I have a feeling that the following inequality should be very easy to prove:

$ x^n \geq \prod_{i=1}^n{(x+k_i)},\quad\text{where } \sum_{i=1}^{n}{k_i}=0,\quad \text{and } x+k_i>0\text{ for all } i $

(and the equality only holds when all the $k_i=0$).

It seems intuitively obvious (when $n=2$, a square has a greater area than a rectangle with the same perimeter, when $n=3$, a cube has greater volume than a rectangular prism with the same surface area, etc.) but I can't find an appropriately easy proof.

I think I can show it analytically by finding the local maximum for $f(x_1,\ldots,x_n)=\prod_{i=1}^n{x_i}$ within the box $\max{x_i}=r$ in the upper-right quadrant, but I feel like there should be a neat algebraic/geometric argument, since it's such an intuitive statement.

  • 0
    @DavideGiraudo: I've edited the question to add this restriction.

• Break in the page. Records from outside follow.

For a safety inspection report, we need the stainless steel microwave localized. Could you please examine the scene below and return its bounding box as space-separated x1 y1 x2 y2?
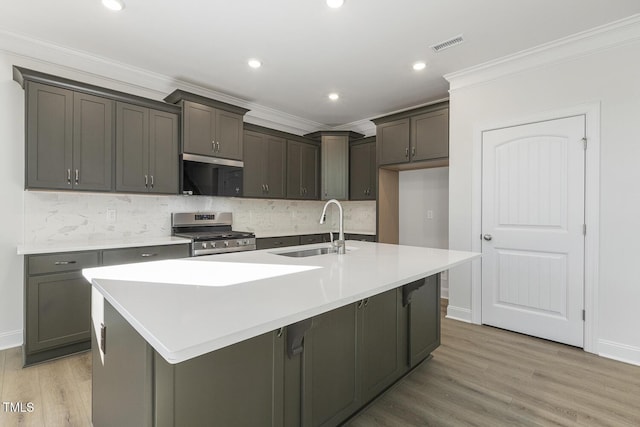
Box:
181 154 243 197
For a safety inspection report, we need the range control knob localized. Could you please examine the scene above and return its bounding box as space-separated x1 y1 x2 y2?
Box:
224 241 229 248
201 242 208 249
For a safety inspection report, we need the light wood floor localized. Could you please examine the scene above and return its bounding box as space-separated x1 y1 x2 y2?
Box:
1 302 639 426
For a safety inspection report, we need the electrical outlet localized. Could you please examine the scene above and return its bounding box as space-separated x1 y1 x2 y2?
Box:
427 210 434 220
106 208 117 223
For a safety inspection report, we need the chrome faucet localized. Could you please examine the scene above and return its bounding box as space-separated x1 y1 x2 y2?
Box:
320 199 346 254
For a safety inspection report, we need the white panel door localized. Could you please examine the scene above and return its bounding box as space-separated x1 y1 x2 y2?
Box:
481 115 585 347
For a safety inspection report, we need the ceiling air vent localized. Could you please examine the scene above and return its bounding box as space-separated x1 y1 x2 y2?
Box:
430 35 464 53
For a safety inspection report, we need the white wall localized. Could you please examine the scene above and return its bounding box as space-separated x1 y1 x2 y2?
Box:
0 46 375 349
447 25 640 364
398 168 449 296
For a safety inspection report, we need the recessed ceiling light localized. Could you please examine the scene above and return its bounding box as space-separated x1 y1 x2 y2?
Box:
328 93 339 101
326 0 344 8
248 59 262 69
413 61 427 71
102 0 125 11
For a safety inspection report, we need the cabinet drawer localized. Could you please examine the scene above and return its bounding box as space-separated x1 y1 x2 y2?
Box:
102 244 189 266
28 251 99 275
256 236 300 250
299 234 325 245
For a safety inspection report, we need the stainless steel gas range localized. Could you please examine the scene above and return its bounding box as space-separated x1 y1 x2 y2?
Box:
171 212 256 256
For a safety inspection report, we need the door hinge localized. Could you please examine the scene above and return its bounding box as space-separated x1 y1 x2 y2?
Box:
583 224 587 235
582 137 587 150
582 310 586 321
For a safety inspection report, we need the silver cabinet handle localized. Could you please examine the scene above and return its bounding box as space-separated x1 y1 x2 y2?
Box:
357 300 364 309
483 234 493 241
150 175 154 188
276 327 284 338
67 169 72 184
266 184 269 193
212 141 216 151
75 169 79 184
54 260 76 265
216 141 221 152
262 184 266 193
144 175 148 187
405 147 409 158
364 298 370 307
141 253 158 257
411 147 416 157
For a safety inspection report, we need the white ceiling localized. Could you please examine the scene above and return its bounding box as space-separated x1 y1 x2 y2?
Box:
2 1 640 127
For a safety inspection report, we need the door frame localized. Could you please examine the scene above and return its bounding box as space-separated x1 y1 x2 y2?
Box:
470 102 600 354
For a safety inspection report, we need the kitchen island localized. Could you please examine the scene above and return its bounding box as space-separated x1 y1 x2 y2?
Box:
84 241 479 427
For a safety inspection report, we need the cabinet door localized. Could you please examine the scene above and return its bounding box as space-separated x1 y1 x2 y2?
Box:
116 103 149 193
158 331 284 427
183 101 216 156
265 135 287 198
350 142 375 200
301 143 319 199
26 82 73 189
321 135 349 200
408 275 441 367
243 130 267 198
215 109 244 160
26 271 91 353
72 92 114 191
410 108 449 162
303 303 359 427
148 110 179 194
360 289 404 402
377 118 410 165
286 140 303 198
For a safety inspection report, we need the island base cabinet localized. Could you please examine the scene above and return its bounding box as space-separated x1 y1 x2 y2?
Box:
155 331 284 427
406 275 441 367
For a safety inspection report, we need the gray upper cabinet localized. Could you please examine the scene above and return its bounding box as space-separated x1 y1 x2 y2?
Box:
287 140 319 200
115 102 179 194
26 81 114 191
164 90 250 161
183 101 244 159
350 139 376 200
321 135 349 200
374 103 449 167
377 118 410 165
411 109 449 162
243 130 286 198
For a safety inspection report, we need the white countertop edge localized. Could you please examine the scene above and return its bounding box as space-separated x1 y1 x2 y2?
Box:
90 251 480 364
18 236 192 255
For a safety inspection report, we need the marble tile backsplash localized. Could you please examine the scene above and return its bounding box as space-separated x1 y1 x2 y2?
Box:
23 191 376 244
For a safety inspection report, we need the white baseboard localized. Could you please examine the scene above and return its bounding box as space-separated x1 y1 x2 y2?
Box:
0 329 22 351
445 305 472 323
598 339 640 366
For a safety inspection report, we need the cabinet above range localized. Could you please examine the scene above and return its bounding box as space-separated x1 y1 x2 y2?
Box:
164 89 250 162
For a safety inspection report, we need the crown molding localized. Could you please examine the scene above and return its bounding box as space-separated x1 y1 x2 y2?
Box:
0 28 324 135
445 14 640 91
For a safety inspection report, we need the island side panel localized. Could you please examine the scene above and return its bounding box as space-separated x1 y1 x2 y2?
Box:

I'll try out your hint in the meantime, thanks.2011-12-25

2 Answers 2

13

The AM-GM inequality gives us $\prod_i (x+k_i)^{1/n} \leq {1\over n}\sum_i (x+k_i)=x.$ Now take the $n$th power of both sides.

  • 0
    Yeah, I used the log function in my first solution, but I thought this was cleaner.2011-12-26
3

We can show it by induction: for $n=2$, we have for $a+b=0$: $x^2-(x+a)(x+b)=-(a+b)x-ab=-ab\geq 0$, since $ab\leq 0$. We assume that the result is true for $n$. Let $(k_1,\ldots,k_{n+1})$ such that $\sum_{j=1}^{n+1}k_j=0$. We can assume that $k_nk_{n+1}\leq 0$. We put k_j'=k_j if $j\leq n-1$, and k_n'=k_n+k_{n+1}. We get by induction hypothesis x^n\geq \prod_{j=1}^n(x+k_j')=(x+k_n+k_{n+1})\prod_{j=1}^{n-1}(x+k_j), so $x^{n+1}\geq x(x+k_n+k_{n+1})\prod_{j=1}^{n-1}(x+k_j),$ and we have to show that $x(x+k_n+k_{n+1})\geq (x+k_n)(x+k_{n+1})$, since $\prod_{j=1}^{n-1}(x+k_j)\geq 0$. But \begin{align*} x(x+k_n+k_{n+1})-(x+k_n)(x+k_{n+1})&=x(k_n+k_{n+1})-xk_{n+1}-xk_n-k_nk_{n+1}\\ &=-k_nk_{n+1}\geq 0. \end{align*}

  • 0
    Ah,$ $I$ $see$ $it! Thanks for this :)2011-12-26